OverviewΒΆ

Parsl is designed to enable the straightforward orchestration of asynchronous tasks into dataflow-based workflows in Python. Parsl manages the parallel execution of these tasks across computation resources when dependencies (e.g., input data dependencies) are met.

Developing a workflow is a two-step process:

  1. Annotate functions that can be executed in parallel as Parsl Apps.
  2. Specification of dependencies between functions using standard Python code.

In Parsl, the execution of an App yields futures. These futures can be passed to other Apps as inputs, establishing a dependency. These dependencies are assembled implicitly into directed acyclic graphs, although these are never explicitly expressed. It is important to note that this graph is dynamically built and then update while the Parsl script executes. That is, the graph is not computed in advanced and is only complete when the script finishes executing. Apps that have all their dependencies met are slated for execution (in parallel). This allows Parsl to exploit all parallelism to the fullest extent and at the granularity expressed by the user.

At the heart of Parsl is the DataFlow Kernel (DFK). The DFK is responsible for managing the dynamic graph and determining when tasks can be executed.

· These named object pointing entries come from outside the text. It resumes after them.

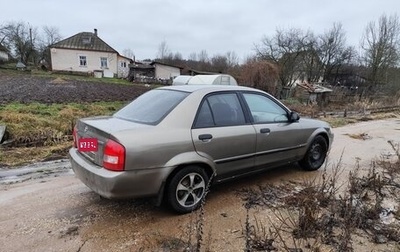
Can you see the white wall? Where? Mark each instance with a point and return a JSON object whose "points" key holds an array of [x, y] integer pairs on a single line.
{"points": [[68, 60], [123, 71], [166, 72], [3, 56]]}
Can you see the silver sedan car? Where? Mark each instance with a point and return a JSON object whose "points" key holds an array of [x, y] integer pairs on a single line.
{"points": [[172, 142]]}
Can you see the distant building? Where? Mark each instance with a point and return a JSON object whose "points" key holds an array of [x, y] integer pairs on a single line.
{"points": [[86, 52], [4, 55], [154, 72]]}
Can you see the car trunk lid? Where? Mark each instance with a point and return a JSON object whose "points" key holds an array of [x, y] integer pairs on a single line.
{"points": [[102, 129]]}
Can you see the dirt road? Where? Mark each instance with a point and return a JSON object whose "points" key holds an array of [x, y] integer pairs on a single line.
{"points": [[54, 211]]}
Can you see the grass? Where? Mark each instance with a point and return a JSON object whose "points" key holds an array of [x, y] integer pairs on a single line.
{"points": [[46, 127], [9, 70], [318, 216]]}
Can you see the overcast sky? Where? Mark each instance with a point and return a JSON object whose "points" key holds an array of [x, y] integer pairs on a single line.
{"points": [[187, 26]]}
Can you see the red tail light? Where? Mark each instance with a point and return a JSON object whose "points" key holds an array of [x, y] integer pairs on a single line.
{"points": [[75, 137], [114, 156]]}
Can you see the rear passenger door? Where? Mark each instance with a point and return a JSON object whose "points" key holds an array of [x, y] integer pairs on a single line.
{"points": [[222, 133], [278, 138]]}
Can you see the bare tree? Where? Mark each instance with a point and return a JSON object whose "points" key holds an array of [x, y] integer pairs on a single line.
{"points": [[49, 36], [163, 51], [285, 49], [21, 38], [219, 63], [260, 74], [333, 52], [232, 59], [203, 56], [128, 53], [380, 45], [192, 56]]}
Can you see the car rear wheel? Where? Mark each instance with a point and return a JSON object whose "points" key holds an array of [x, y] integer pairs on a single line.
{"points": [[315, 155], [187, 189]]}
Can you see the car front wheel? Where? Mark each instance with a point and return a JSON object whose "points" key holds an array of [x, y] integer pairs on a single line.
{"points": [[187, 189], [315, 155]]}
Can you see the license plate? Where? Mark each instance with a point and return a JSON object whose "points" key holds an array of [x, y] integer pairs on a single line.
{"points": [[87, 144]]}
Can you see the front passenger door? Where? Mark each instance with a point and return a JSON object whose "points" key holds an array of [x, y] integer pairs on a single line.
{"points": [[223, 134], [278, 138]]}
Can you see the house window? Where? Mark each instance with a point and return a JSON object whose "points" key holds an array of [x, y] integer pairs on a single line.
{"points": [[103, 62], [82, 61]]}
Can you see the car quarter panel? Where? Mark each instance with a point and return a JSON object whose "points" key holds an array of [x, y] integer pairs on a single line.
{"points": [[118, 185]]}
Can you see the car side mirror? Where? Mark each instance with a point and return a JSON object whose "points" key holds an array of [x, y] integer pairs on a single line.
{"points": [[294, 117]]}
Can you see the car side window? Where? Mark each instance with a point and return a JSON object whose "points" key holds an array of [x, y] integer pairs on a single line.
{"points": [[220, 110], [264, 110]]}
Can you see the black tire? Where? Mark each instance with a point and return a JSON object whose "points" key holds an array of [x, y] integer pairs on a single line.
{"points": [[187, 189], [315, 155]]}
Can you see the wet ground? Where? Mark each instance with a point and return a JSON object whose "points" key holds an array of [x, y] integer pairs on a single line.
{"points": [[45, 208]]}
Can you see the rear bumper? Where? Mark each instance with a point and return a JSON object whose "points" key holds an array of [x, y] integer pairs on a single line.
{"points": [[118, 185]]}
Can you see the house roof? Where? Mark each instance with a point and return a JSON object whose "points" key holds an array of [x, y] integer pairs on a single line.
{"points": [[88, 41], [314, 88], [160, 63]]}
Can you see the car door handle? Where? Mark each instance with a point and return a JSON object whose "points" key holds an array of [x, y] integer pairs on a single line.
{"points": [[265, 130], [205, 137]]}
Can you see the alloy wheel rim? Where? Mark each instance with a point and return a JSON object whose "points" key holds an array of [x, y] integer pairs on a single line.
{"points": [[190, 190]]}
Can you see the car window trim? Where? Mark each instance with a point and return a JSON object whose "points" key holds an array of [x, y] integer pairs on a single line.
{"points": [[237, 93], [268, 96]]}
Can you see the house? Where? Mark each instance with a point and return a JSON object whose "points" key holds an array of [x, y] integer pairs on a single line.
{"points": [[153, 72], [87, 53], [314, 93], [165, 71], [3, 54]]}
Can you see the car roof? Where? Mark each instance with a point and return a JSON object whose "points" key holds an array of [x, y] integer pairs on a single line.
{"points": [[209, 88]]}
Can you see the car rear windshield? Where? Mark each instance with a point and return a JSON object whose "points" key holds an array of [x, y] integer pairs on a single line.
{"points": [[152, 106]]}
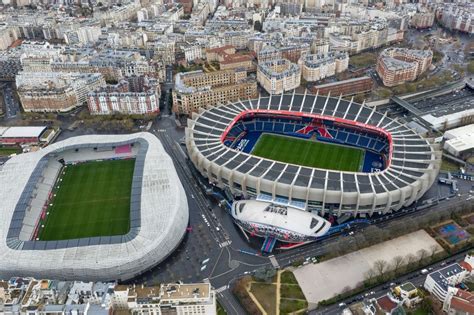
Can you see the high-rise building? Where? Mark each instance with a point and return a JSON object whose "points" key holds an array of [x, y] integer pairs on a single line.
{"points": [[398, 65], [278, 76]]}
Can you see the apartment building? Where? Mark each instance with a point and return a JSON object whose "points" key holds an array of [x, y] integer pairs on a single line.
{"points": [[278, 76], [316, 67], [55, 91], [133, 95], [347, 87], [398, 65], [195, 90], [290, 52], [422, 20]]}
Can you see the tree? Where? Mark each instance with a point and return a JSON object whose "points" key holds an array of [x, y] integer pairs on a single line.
{"points": [[410, 259], [257, 26], [369, 275], [380, 267], [433, 250], [397, 262], [427, 305], [264, 274], [422, 254]]}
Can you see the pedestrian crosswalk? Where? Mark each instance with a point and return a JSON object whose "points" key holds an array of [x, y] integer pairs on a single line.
{"points": [[274, 261], [221, 289], [224, 244]]}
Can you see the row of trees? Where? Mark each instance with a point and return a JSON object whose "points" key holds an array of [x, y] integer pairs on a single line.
{"points": [[383, 270], [373, 234], [240, 291]]}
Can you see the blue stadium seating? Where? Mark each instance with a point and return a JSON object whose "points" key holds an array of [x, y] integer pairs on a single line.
{"points": [[251, 129]]}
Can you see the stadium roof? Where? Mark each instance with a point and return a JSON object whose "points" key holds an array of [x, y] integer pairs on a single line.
{"points": [[162, 206], [412, 161], [21, 132]]}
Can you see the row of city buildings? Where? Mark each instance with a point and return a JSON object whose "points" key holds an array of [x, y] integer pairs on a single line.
{"points": [[399, 65], [92, 58], [445, 285], [34, 296]]}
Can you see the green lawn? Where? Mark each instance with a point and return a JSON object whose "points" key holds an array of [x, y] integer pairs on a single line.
{"points": [[265, 293], [289, 306], [288, 277], [309, 153], [6, 151], [93, 199]]}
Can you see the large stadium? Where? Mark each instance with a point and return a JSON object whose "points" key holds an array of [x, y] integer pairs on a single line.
{"points": [[327, 155], [90, 208]]}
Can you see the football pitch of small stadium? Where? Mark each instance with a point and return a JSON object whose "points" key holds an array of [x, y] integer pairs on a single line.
{"points": [[93, 199], [309, 153]]}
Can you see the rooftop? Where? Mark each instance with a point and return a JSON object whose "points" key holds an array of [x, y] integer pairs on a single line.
{"points": [[185, 291], [21, 132]]}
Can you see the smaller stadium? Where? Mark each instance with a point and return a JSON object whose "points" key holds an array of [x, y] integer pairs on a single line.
{"points": [[95, 208], [97, 190]]}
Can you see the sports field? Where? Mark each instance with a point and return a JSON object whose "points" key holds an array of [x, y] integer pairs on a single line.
{"points": [[309, 153], [93, 199]]}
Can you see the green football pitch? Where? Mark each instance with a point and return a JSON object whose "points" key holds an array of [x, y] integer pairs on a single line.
{"points": [[309, 153], [93, 199]]}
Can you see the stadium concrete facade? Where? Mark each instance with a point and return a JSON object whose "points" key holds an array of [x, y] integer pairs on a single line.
{"points": [[158, 212], [410, 168]]}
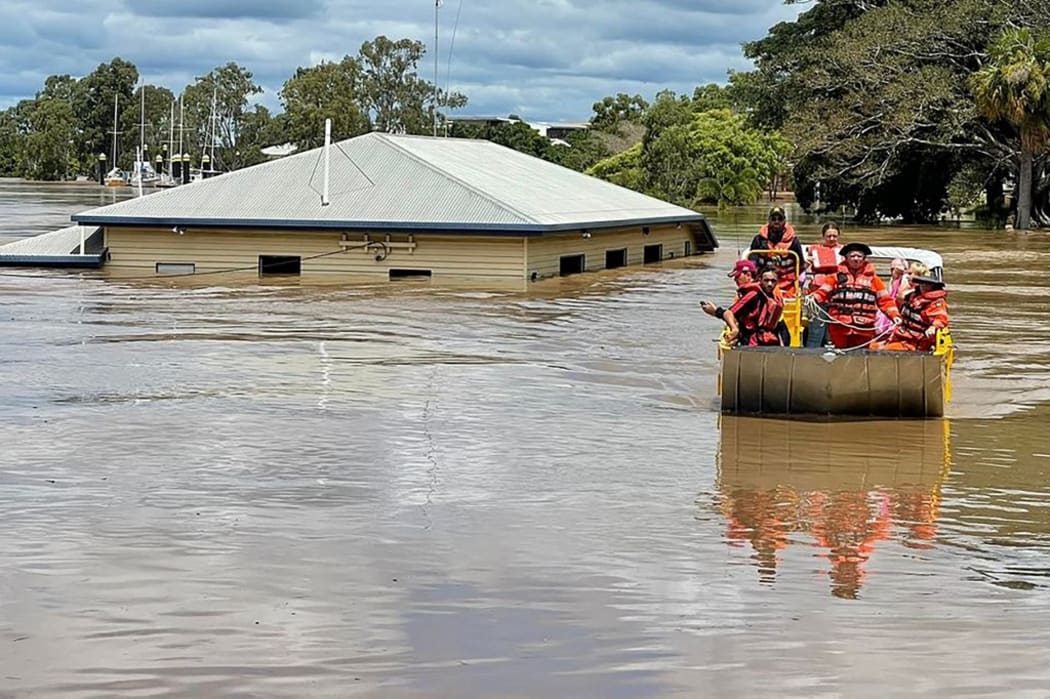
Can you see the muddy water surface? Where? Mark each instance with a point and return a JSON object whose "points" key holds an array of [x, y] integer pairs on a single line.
{"points": [[243, 489]]}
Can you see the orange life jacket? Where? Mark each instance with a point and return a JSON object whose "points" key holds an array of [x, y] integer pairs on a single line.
{"points": [[786, 266], [918, 313], [825, 260], [854, 299]]}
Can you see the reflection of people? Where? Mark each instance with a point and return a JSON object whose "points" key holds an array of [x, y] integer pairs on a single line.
{"points": [[777, 234], [823, 260], [853, 296], [743, 274], [864, 492]]}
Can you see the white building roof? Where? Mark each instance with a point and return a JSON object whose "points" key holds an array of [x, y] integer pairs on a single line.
{"points": [[382, 181]]}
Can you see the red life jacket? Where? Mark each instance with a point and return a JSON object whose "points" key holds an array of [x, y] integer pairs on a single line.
{"points": [[785, 265], [854, 300], [825, 260], [760, 326], [915, 320]]}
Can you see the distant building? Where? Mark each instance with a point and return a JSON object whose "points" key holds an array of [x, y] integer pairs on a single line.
{"points": [[398, 207]]}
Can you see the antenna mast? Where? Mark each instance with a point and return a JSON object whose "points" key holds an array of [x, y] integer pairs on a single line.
{"points": [[437, 5]]}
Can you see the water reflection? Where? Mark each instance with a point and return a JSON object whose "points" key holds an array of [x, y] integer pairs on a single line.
{"points": [[840, 488]]}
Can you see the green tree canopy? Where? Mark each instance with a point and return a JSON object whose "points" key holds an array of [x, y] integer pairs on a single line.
{"points": [[327, 90], [1014, 87]]}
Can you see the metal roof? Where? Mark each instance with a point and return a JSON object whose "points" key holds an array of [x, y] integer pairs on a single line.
{"points": [[387, 181]]}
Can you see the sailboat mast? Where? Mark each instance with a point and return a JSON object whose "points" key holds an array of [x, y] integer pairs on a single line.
{"points": [[116, 98]]}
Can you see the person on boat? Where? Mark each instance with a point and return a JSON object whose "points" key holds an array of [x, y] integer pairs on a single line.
{"points": [[924, 312], [897, 271], [915, 270], [778, 234], [743, 274], [755, 317], [853, 296], [823, 259]]}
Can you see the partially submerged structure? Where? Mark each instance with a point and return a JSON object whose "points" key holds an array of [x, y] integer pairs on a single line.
{"points": [[385, 207]]}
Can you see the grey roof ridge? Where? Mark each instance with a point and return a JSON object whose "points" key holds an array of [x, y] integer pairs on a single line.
{"points": [[385, 138]]}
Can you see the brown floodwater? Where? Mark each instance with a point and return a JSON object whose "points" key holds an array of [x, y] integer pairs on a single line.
{"points": [[234, 488]]}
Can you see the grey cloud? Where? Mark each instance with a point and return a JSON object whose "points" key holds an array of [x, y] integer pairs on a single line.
{"points": [[545, 59], [271, 9]]}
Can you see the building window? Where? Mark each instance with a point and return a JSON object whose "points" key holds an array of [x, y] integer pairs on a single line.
{"points": [[614, 258], [175, 268], [411, 275], [572, 265], [279, 265]]}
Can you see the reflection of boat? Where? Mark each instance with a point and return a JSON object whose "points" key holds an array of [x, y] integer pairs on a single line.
{"points": [[797, 380], [842, 487]]}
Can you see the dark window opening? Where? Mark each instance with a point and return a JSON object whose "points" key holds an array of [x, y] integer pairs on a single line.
{"points": [[175, 268], [411, 275], [279, 265], [652, 254], [614, 258], [572, 265]]}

A MapReduce job can be simply defined as follows:

# Map function that returns double the input integer
@App('python', dfk)
def app_double(x):
    return x*2

# Reduce function that returns the sum of a list
@App('python', dfk)
def app_sum(inputs=[]):
    return sum(inputs)

# Create a list of integers
items = range(0,N)

# Map phase: apply an *app* function to each item in list
mapped_results = []
for i in items:
    x = app_double(i)
    mapped_results.append(x)

# Reduce phase: apply an *app* function to the set of results
total = app_sum(inputs=mapped_results)

print(total.result())